There were some design constraints and advice that I gleaned from other Skoolie builds, things like you don’t really want to put your bathroom (and grey and black water tanks) behind the rear axle, due to the bouncing.  Propane tanks should go ahead of the rear axle, due to safety factors in collisions.  Re-using  the frames of the existing bus seats gives DOT rated safety harness points.  There was one seat we removed (just by the side emergency exit door) that had four feet, while all the others had two feet on one side, and were meant to attach the other side to the seat-rail.

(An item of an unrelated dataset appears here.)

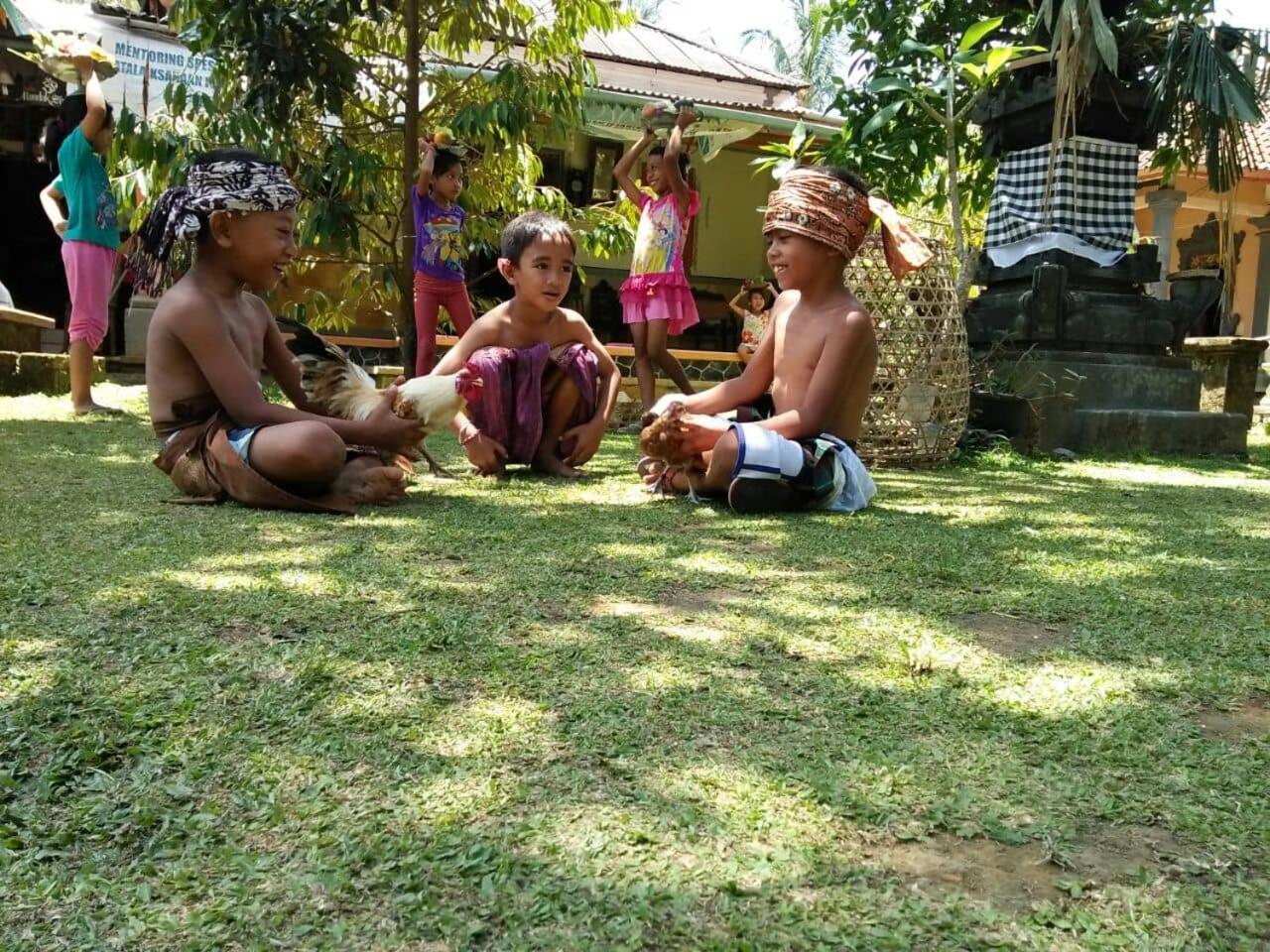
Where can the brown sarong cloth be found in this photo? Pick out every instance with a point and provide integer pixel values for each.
(207, 470)
(512, 402)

So we ended up with these preliminary plans:

With a fold-out master bed and an added rear observation deck.
With a fixed master bed on the port side …
  Our designs went back and forth over those factors and our space, doorway, hatch, and undercarriage limitations and we ended up with this as our final plan:
The annotated final design. (New emergency exit window locations in red)
  This new design makes the shower a ‘walk-through’ to get to the side door, and doesn’t indicate the angling of upper areas of the walls (in green) to leave the roof hatches.  The two seats facing each other behind the driver are connected to the side chair rail, while the one that runs along the starboard wall is the one that had four feet.  It allows for a 24″ hallway from front to back and for full measure twin-bed bunks, rather than the extra slim/short RV bunks.
  Now, this isn’t perfect, but it set up the base of what we wanted.  It doesn’t show the locations of any of the water/propane/air tanks, and the fridge size is a bit smaller than what we actually got because of the extra tubing/heat vents on the back.  But it gives an idea of what we’re aiming for in the finished product.